On montre ici comment se traduiraient les particularités des évaluateurs Lisp présentés dans l'évaluateur qu'on a défini.
La distinction qu'on introduit, dès le départ, entre l'environnement et la représentation d'un texte, a pour conséquence qu'on ne peut considérer les environnements comme des objets de première classe.
Pour ce faire, il faudrait appauvrir la syntaxe initiale, en ne définissant que deux phyla :
DCL (qui correspond aux phyla ENV et REP),ELT (c'est TRM et ATM).La syntaxe initiale s'écrit alors :
| (1) | DCL ::= dcl |
| (2) | dcl -> ELT*... |
| (3) | ELT ::= DCL LSP def uti STRING |
| (4) | def -> NOM DCL |
| (5) | uti -> NOM DCL |
| (11) | LSP ::= lsp |
| (12) | lsp -> SEX*... |
| (13) | SEX ::= ELT ATOME LISTE |
Le problème est alors de bien interpréter un opérateur :
def a un champ DCL dont les premiers éléments sont des définitions, et dont le dernier élément est une valeur ;uti a un champ DCL qui est un environnement local d'utilisation (tous ses éléments sont donc des définitions), et l'utilisation selon le cas s'intéressera aux premiers éléments ou au dernier élément du texte nommé.Par exemple, le texte :
(def txt
(dcl
(def a (dcl "A"))
(def b (dcl "B"))
(dcl (uti a) "," (uti b))))
doit être compris comme :
- un texte qui définit localement les textes a et b,
- et dont la valeur d'utilisation est : (dcl (uti a) "," (uti b)).

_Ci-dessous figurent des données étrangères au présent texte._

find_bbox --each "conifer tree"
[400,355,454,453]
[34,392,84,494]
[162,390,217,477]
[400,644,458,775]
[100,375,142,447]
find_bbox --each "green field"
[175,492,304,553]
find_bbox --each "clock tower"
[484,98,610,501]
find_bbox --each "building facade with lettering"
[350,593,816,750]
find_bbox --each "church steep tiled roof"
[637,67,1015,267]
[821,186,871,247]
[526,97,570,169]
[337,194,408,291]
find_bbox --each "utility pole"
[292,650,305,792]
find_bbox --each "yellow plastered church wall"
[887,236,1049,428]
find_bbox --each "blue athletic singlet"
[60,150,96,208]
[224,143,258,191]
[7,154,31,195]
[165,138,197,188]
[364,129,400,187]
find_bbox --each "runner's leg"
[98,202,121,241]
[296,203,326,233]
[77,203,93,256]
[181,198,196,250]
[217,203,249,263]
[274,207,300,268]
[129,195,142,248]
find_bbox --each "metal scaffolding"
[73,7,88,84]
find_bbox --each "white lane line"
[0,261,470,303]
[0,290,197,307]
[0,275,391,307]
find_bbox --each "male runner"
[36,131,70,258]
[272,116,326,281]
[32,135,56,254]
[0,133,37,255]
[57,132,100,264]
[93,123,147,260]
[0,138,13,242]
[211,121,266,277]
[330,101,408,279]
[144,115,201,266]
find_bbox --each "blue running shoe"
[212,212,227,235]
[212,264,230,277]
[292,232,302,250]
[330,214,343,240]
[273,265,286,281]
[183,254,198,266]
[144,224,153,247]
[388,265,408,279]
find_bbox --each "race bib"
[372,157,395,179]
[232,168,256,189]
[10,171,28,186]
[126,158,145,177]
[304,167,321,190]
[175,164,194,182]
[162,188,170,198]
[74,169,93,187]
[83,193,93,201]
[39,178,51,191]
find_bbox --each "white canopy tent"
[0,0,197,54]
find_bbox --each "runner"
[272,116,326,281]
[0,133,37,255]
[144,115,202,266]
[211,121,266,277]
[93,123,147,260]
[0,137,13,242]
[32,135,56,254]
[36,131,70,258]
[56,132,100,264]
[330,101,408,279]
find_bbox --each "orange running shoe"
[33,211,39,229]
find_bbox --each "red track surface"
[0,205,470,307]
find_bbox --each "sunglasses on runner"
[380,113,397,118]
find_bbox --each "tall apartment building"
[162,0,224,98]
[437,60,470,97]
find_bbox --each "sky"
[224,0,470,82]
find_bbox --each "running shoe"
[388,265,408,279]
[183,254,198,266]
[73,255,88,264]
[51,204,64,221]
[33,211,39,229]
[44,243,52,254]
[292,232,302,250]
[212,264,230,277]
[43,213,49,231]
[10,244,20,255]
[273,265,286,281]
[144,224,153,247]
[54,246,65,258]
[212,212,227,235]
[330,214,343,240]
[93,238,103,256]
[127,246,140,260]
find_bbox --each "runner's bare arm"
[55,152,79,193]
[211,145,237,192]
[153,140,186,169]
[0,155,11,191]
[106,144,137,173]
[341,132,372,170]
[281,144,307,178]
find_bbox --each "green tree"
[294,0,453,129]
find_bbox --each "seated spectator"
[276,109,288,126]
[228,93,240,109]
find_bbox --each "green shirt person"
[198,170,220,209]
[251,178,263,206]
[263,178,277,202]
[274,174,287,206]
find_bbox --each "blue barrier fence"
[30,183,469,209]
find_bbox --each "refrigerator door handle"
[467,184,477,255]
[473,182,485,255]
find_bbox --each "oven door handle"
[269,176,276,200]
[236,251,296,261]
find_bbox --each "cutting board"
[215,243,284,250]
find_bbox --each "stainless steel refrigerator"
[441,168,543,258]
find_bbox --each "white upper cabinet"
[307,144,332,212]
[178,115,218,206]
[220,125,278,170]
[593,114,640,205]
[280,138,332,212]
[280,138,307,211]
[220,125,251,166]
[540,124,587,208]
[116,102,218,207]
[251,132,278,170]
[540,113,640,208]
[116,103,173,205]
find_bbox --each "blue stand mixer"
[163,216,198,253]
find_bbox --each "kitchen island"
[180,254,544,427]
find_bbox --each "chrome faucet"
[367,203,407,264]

En particulier, s'intéresser à la valeur d'un texte, c'est forcer l'évaluation du dernier élément, par une fonction explicitement nommée, par exemple alast :
(alast (uti txt))
L'inconvénient qu'on peut trouver à une telle simplification est qu'elle paraît fragiliser le système : une "mauvaise interprétation" d'un texte conduit à des cas qui n'ont intuitivement pas de sens, et auxquels justement on ne pourra pas donner de sémantique précise. Le choix retenu a été de typer les valeurs d'environnement et de représentation en distinguant les phyla ENV et REP, ce qui ramène d'une façon assez simple les cas qui ont une sémantique imprécise à des cas d'erreur de type.